橋本徹のカフェ・アプレミディ/フリー・ソウル/サバービア
90年代前半に『Free Soul』というタイトルのイギリスのコンピレーションがあったんですね。
その中に、テリー・キャリアの「Ordinary Joe」という曲が入っていて、それまでの日本のソウルミュージックのジャーナリズムで推薦されていたものとは全く違っていて、とてもメロディアスでビブラートのかかった歌声が胸に沁みてくるみたいな、静かな衝撃を受けまして。こういうソウルミュージックがあるのであれば、こういうのをたくさん聴いて、みんなと共感して楽しめるDJパーティやコンピレーションがあればいいなと思ったというのが最初でしたね。
1994年の3月、渋谷の公園通りにあったDJバー・インクスティックで『Free Soul アンダーグラウンド』というイベントを開催。
ほんとに熱いイベントになって、ピークタイムにキラーチューンが流れると、フロアが熱狂的な感じになって「あ、これはいける」と感じましたね。
そして、その1カ月後、『Free Soul』最初のコンピレーションがリリースされました。
僕は大学生のころからソウルミュージックを好きになって、いろんな文献とかでいい音楽と出会うきっかけを作れればいいなと思って読んでたんですけど、そこですすめられているものと、自分の趣味センスが違うかなと思うことが何度かあって、でも、世界を見渡せば、ロンドンではレアグルーブやアシッドジャズのムーブメントがあったり、グルーヴとかメロウネスをキーワードに「ソウルミュージック、聴いている人たちがたくさんいる」という実感があったので、絶対、東京でもそれを形にすれば多くの人に共感してもらえるだろうという意識はありました。
リリースされた4タイトルのCDは大きな反響を呼びました。
橋本さんは、その背景にあったものを こう分析します。
それにも温床みたいなものがあって、 ちょうど1994年、Free Soul をリリースした年は、オリジナルラヴの『風の歌を聴け』がリリースされたり、小沢健二の『LIFE』がリリースされたり、シュガーベイブの『SONGS』がリイシューされた年でもあるんですね。
オリジナルラヴみたいな、70年代のソウルミュージックの影響を受けたグループが日本でもヒットしたり、そういう背景があってこその Free Soul の盛り上がりだと思います。
そして、もうひとつ、橋本さんが強調したのがジャケットのデザイン。
それまでのソウルミュージックのCDというのは、汗を飛ばしながら、熱くシャウトしているみたいな絵のもののイメージが強かったと思うんですが、デザイナーの小野英作君というのが、それまでまったくソウルを聴いたことがないような人でして、だからこそでも、従来のソウルのデザインとは違ったアートワークが生まれたんだと思います。
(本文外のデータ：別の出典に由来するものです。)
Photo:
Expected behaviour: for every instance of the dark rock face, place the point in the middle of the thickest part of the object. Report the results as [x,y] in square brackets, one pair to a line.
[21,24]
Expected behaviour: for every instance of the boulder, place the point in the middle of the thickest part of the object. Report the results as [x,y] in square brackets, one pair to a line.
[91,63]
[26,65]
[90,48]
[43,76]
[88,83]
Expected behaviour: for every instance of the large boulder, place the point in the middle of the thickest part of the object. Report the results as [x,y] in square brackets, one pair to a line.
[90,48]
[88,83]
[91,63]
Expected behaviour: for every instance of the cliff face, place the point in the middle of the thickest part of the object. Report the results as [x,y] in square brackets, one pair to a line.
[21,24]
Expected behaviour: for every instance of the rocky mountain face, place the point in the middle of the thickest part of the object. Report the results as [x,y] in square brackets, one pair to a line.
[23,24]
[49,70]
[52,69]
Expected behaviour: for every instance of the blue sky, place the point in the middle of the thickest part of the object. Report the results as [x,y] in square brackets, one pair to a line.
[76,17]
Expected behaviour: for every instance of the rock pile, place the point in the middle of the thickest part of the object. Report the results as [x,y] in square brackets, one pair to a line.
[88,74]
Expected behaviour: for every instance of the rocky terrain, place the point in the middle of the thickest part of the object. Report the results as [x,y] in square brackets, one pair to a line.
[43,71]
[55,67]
で、選曲も、デザイナーの小野君のような、それまでソウルミュージックに親しみのない人でも気に入ってくれるような曲を並べたつもりでした。
『Free Soul』シリーズは、橋本さんいわく、「加熱しすぎて、あまりにも立て続けに発売しないようにした」というほどの大人気となりました。
その後、メジャー、インディー含めて、ほぼ全ての会社からリリース。今年で 最初の発売から20周年です。
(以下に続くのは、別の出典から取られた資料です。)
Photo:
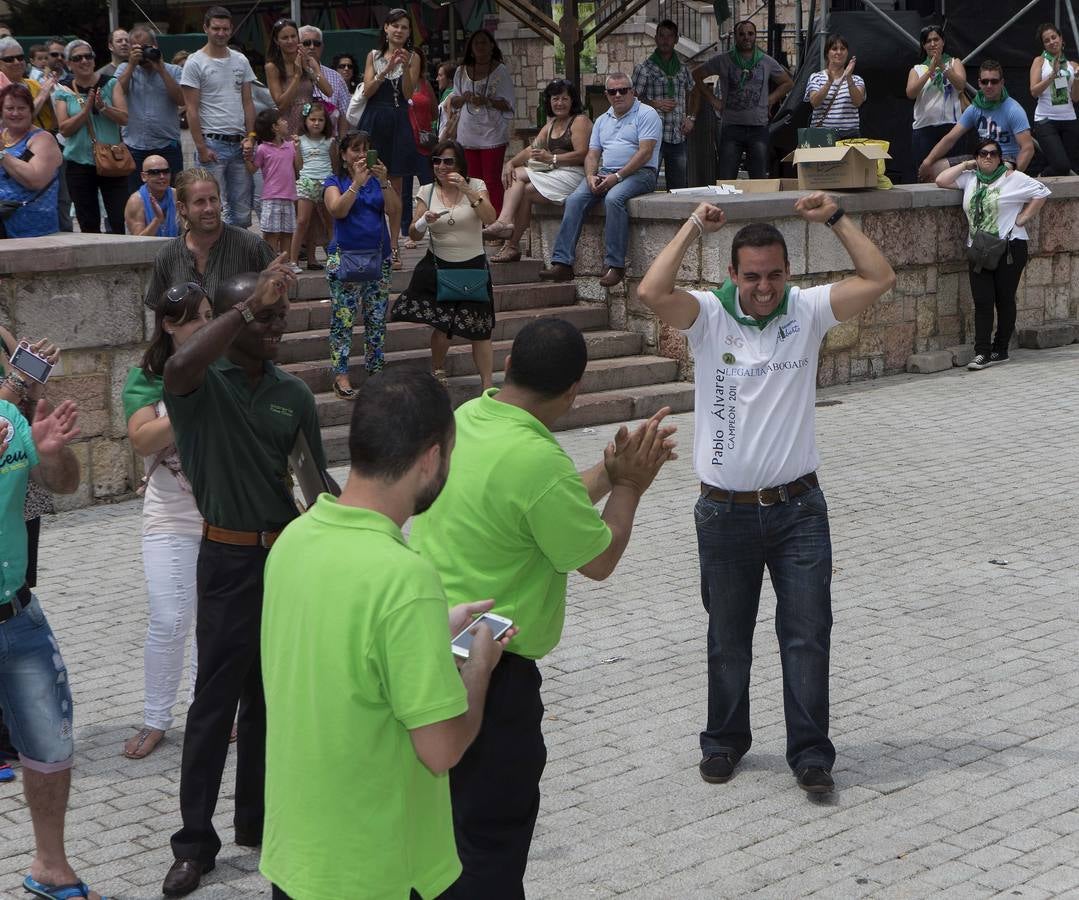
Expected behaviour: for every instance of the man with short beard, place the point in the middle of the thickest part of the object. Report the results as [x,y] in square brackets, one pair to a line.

いろんな世代に、僕たちが好きな音楽が伝わっていったらいいなという気持ちからなんですが、2010年代以降の音楽のなかで、フリーソウルと共振するものを作っていきたいというのが僕のなかにあって、それはフリーソウルシリーズのなかでも、2010アーバンメローというタイトルをつけて選曲しているんですが、ちょうど今は、フリーソウルの指向と隣接するような音楽がメインストリームのヒットのなかにもたくさんあって。70年代の音楽にも90年代の音楽にも感じていたグルーヴィーな部分だったりメロウな部分だったりが今の音楽にも受け継がれているのを示すことができるシリーズ、ということで。
初めて聴く人にとっては、古い音楽も新しい音楽であり、そして、新しい音楽のなかにも古い音楽が溶け込んでいる。
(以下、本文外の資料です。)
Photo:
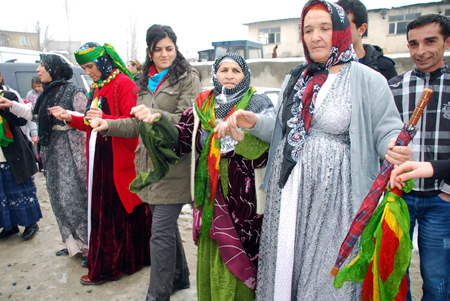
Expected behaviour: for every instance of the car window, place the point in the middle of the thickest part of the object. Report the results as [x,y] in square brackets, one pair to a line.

橋本徹さんの Free Soul をめぐる冒険は続きます。
取材にお答えいただいた橋本徹さんは、最後にこんなことをおっしゃっていました。
ファレル・ウィリアムズや、ロビン・シック、ジャスティン・ティンバーレイク、さらには、マイケル・ジャクソンの新曲にいたるまで、いま、ふたたび、フリーソウルが世界に満ちている。
だから、モチベーションが上がっています!
今年はすでにリリースになっているものに加えて、さらにいろいろ発売が計画されているそうなので、『Free Soul』シリーズ、ぜひチェックしてください。